Uno sguardo al suo sindacato: “Tra le Fim regionali, operiamo nel territorio più grande della nostra regione: siamo una federazione che ha saputo reggere il confronto con gli anni peggiori della crisi, anzi oggi sono in crescita notevole le iscrizioni. I lavoratori hanno colto il fatto che le scelte sindacali della Fim sono le più adeguate ai tempi moderni e ci stanno premiando”. In merito all’industria di Modena e Reggio Emilia “c’è la consapevolezza di lavorare in un territorio ricco di idealità passione, coraggio, competenza e conoscenza”.
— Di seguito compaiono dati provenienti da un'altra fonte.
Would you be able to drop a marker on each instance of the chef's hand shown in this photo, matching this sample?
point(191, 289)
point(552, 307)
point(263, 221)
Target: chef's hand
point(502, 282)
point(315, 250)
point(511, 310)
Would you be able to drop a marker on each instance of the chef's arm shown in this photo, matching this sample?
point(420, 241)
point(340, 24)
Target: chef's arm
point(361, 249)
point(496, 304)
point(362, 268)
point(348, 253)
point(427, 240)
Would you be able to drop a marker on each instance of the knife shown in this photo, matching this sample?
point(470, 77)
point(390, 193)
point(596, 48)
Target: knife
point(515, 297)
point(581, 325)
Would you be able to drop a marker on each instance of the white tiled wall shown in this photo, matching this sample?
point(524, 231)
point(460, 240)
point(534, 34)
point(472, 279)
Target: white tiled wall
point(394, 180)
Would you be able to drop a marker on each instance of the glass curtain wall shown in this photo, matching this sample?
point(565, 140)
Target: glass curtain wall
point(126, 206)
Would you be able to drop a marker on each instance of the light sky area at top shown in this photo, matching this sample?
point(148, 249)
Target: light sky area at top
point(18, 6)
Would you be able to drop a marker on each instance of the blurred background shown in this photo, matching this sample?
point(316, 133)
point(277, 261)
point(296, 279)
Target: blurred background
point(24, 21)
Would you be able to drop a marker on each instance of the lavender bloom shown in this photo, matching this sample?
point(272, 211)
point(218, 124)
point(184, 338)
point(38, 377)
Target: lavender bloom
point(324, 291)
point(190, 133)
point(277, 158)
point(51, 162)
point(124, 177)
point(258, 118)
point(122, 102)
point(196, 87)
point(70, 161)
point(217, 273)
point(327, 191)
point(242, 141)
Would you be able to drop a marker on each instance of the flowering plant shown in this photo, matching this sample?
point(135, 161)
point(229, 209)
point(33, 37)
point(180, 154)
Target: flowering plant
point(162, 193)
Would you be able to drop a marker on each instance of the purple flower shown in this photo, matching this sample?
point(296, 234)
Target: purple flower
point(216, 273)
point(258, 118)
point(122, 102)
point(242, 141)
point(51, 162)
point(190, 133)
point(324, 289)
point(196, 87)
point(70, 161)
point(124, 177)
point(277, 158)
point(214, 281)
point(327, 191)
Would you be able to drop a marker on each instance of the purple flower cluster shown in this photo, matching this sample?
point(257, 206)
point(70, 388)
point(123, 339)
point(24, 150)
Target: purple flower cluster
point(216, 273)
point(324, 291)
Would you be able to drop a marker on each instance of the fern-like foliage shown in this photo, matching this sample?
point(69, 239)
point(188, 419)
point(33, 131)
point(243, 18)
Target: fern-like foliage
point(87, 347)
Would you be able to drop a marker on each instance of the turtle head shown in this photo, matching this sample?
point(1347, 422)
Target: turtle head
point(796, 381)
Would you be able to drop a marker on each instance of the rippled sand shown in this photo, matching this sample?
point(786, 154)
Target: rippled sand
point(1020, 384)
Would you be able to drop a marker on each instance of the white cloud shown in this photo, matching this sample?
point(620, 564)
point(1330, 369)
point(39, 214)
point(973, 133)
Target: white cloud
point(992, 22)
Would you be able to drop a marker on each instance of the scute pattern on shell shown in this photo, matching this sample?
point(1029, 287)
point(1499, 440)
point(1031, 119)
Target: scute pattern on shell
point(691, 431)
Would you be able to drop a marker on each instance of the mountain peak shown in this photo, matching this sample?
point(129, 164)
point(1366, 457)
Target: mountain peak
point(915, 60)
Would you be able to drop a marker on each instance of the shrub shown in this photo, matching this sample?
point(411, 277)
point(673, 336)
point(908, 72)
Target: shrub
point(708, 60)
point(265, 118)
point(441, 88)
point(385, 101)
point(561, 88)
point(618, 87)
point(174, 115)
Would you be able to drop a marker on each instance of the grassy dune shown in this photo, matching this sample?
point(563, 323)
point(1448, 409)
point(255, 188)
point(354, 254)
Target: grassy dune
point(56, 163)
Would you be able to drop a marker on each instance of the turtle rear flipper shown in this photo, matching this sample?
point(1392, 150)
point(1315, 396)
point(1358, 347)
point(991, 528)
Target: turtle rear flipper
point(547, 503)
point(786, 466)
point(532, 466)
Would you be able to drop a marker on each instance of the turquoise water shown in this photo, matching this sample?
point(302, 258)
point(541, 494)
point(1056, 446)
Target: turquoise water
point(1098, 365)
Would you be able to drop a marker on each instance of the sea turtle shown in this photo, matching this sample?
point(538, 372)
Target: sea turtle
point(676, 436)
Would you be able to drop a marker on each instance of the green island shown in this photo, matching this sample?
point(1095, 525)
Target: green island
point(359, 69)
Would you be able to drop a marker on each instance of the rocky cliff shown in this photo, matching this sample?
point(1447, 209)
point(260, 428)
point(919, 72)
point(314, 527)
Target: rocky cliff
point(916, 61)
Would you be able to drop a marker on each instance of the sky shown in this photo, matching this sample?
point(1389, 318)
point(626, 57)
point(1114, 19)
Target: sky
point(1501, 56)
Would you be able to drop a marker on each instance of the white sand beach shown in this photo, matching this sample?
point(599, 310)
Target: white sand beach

“Sono sicuro – conclude Uriti – che lavorando assieme agli operatori riusciremo a tutelare sempre meglio coloro che rappresentiamo. Ringrazio di cuore Claudio Mattiello, segretario uscente: lavorando con lui nei mesi precedenti ho trovato un collega competente e appassionato al nostro lavoro, ed è anche grazie a lui che ora prendo in mano una Fim più forte”.

 

 

 

CHI E’ GIORGIO URITI

 

Giorgio Uriti vive la realtà sindacale sin dalla prima esperienza nel mondo del lavoro. Eletto rappresentante della sicurezza dei lavoratori ed Rsu prima alla Stilfreni e poi alla Maletti, dal 2001 intraprende il suo primo impegno sindacale a tempo pieno, come operatore, quindi nella segreteria della Fim di Reggio Emilia, di cui diventa segretario generale nel 2012. Dal 2014, con la nascita della Fim Cisl Emilia Centrale, che ha riunito i due territori di Reggio Emilia e di Modena, è eletto nella nuova segreteria sino alla nomina, il 27 aprile 2016, di segretario generale.